KOLWEZI, Congo — At least 32 people were killed in a mining accident at the Kalando copper and cobalt site in the Democratic Republic of Congo’s Lualaba province after a makeshift bridge collapsed, provincial authorities said Sunday. Officials said the span had been closed following heavy rains; SAEMAPE cautioned that the death toll was likely to rise to 40 as counts were updated Nov. 17, 2025

Provincial leaders said illegal diggers broke into a restricted area; gunfire by soldiers guarding the site caused panic, followed by people rushing onto the bridge, which gave way. Such accountation correlates with some of the early, difficult-to-substantiate media coverage and a SAEMAPE report.

On Sunday, emergency crews and residents worked to pull bodies out of the rubble and search for survivors. Provincial authorities shut down operations on the site, while rights advocates called for an independent review of the military’s role in the mayhem that led up to the collapse, local reporting said.

Kalando is located in Congo’s copper–cobalt belt, a key node in the supply chain  for electric-vehicle batteries. The army deployments, as described in a 2019 analysis by Reuters, were little more than periodic security crackdowns aimed at chasing out artisanal miners from sites.

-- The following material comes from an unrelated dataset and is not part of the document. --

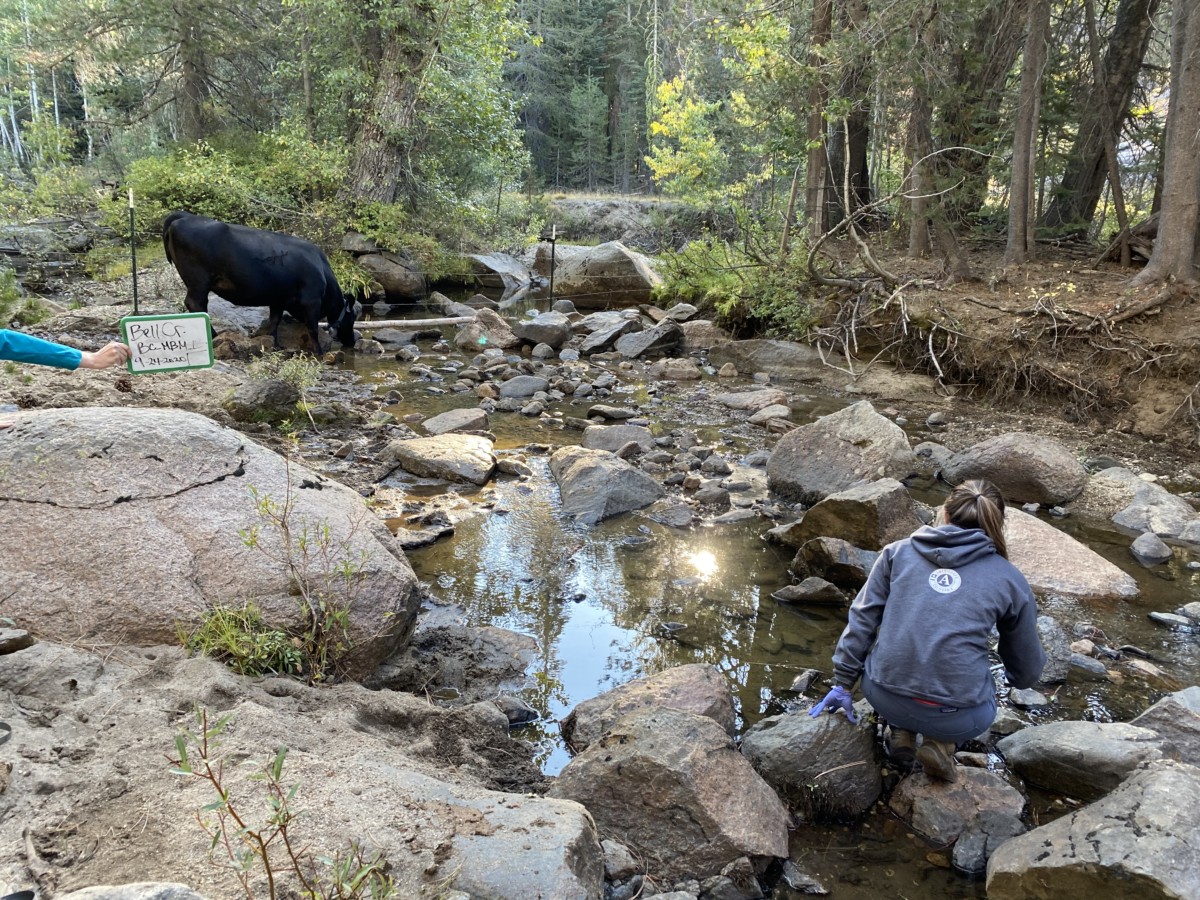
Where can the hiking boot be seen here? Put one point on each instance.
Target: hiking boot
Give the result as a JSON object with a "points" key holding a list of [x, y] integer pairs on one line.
{"points": [[901, 747], [936, 759]]}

Past disasters underscore the pattern. At least 43 artisanal miners were killed in June 2019 in a gallery collapse at Glencore’s Kamoto Copper Company pit, near Kolwezi, which again drew attention to continuing perimeter risks around very large concessions.

In 2020, a cave-in at South Kivu’s Kamituga gold mine killed some 50 workers following heavy rains, another example of the deadly risks inside unregulated shafts.

The collapse of the Congo mine bridge has brought renewed calls for safer crossings, clearer access rules, and rapid-response plans at mixed industrial-artisanal sites. Officials have warned that the death toll, now confirmed at 50, is likely to rise as identifications continue and families report missing relatives.